By mid-afternoon yesterday, Velux 5 Oceans race leader, Bernard Stamm, had lined-up Cheminées Poujoulat for a tight rounding of Cape Horn, heading due east 90 miles west of the world’s southernmost cape. Shortly before 21:30 UTC last night, the Swiss skipper scorched passed the Horn on a single gybe at 16 knots, leaving the infamous island to port: Stamm reported: “Cape Horn was rough, but I could see the rock very well”. After sailing over 4,000 miles of bottomless Pacific Ocean abyss, Stamm encountered harsh conditions as the sea bed rose to just 68 metres off the cape: “The waves became very big when I arrived in the shallow water,” he continued, ” and the wind had blown up to 50 knots.”

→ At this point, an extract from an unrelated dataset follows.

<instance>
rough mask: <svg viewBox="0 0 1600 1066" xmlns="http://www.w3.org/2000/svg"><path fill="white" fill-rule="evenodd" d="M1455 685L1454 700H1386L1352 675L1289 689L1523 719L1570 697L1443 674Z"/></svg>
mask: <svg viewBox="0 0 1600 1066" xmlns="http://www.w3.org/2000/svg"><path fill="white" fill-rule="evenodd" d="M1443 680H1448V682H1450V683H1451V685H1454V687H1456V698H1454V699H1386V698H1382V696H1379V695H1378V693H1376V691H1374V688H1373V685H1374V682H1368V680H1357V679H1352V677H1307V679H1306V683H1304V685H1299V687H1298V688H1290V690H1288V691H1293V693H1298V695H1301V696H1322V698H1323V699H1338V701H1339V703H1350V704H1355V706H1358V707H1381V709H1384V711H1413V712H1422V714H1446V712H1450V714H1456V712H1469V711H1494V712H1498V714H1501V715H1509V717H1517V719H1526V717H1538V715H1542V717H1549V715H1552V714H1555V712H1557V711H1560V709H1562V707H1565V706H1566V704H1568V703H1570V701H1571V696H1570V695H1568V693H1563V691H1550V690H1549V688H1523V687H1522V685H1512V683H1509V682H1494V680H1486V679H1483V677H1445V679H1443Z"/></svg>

The 05:08 UTC position poll places Stamm 44 miles south of Isla de Los Estados, north-east of Cape Horn in the South Atlantic: Stamm admits: “It is good to be out of the South Pacific. At least I didn’t see any icebergs but it remains always a doubt when you are sailing.” Overnight, Cheminées Poujoulat has banked an extra 57 miles over Spirit of Yukoh in second place: this lead of 1,810 miles is the probable reason for Stamm’s decision to avoid slipping through the Le Maire Strait, a narrow and dangerous 15 mile wide channel between mainland Argentina and the Isla de Los Estados, opting instead for the longer route and continuing north-east.

Meanwhile, in mid-Pacific, Kojiro Shiraishi continues due east, taking the Japanese Open 60 above the latitude of the second mandatory race ice gate, holding off any advance by third place Unai Basurko 1,000 miles to the west. Earlier this morning, Basurko reported a rip in his headsail, explaining that any effective repairs would have to wait until the sail was dry. Having passed Ice Gate 1, Basurko will soon decide whether to take Pakea back into the south.

Basurko’s northern position and sail damage has allowed Kiwi skipper, Graham Dalton, to steal 14 miles from the Spanish yacht, taking the Open 50, A Southern Man – AGD to within 96 miles of Pakea. Currently further south than Pakea, off Basurko’s starboard quarter, Dalton reported 28 knots of breeze at latitude 52° South, assuring the race office that all was well onboard: “Just another day at the office,” he said this morning.

As Knox-Johnston faced a gruelling night fixing the headboard car that attaches the top of the mainsail to the mast track on Saga Insurance, he is now able to sail with a small area of mainsail, hoisted to just below the third reef. With reduced sail, Saga Insurance lost miles overnight on fourth place A Southern Man – AGD. Knox-Johnston now trails the yellow Open 50 by 43 miles.